Fig 1. Neurospora crassa has a putative Hac1 homolog.

A) Alignment of the amino acid sequence of the bZIP domain of selected fungal HAC-1 homologs. Nc: Neurospora crassa; An: Aspergillus nidulans; Tr: Trichoderma reseei; Ca: Candida albicans; Sc: Saccharomyces cerevisiae. B) Sequence alignment of the putative non-conventional intron and surrounding regions of hac-1 homologs in fungi. Asterisks denote positions conserved in all the sequences considered in the alignment. Nc: Neurospora crassa; Tr: Trichoderma reseei; An: Aspergillus nidulans; Yl: Yarrowia lipolytica; Ca: Candida albicans; Ce: Caenorhabditis elegans; Hs: Homo sapiens. C) Predicted twin stem-loop structure of the intron of the N. crassa and yeast hac-1 mRNAs. Folding prediction was made with mFOLD [76] and the structures drawn with VARNA [77]. Predicted cleavage sites are indicated by an arrow. The predicted intron sequence is shown in lowercase.

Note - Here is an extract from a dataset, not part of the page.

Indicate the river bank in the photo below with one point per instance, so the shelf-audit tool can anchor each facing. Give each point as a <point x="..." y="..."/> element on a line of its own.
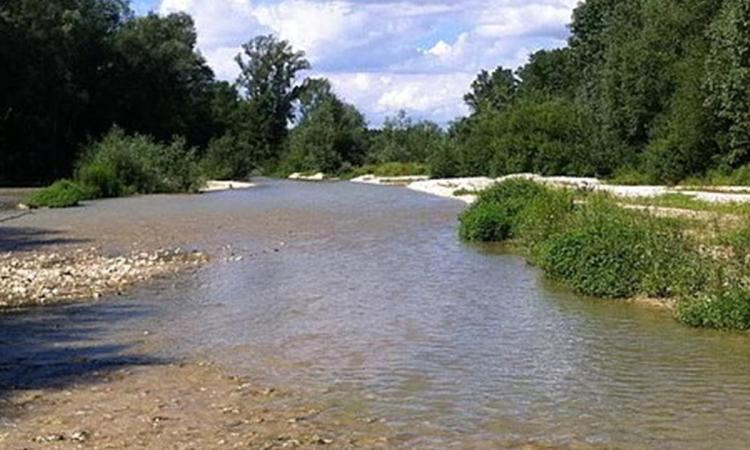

D) Nucleotide and deduced amino acid sequence surrounding the putative splice sites in the N. crassa hac-1 CDS. Upon ER stress, the putative intron (shown in lowercase) is removed from the uninduced version of the hac-1 mRNA (hac-1 ^u), resulting in the induced version (hac-1 ⁱ). Translation of the induced version would alter the reading frame, leading to a different C-terminal region. E) Schematic representation of NcHAC-1^u and NcHAC-1ⁱ.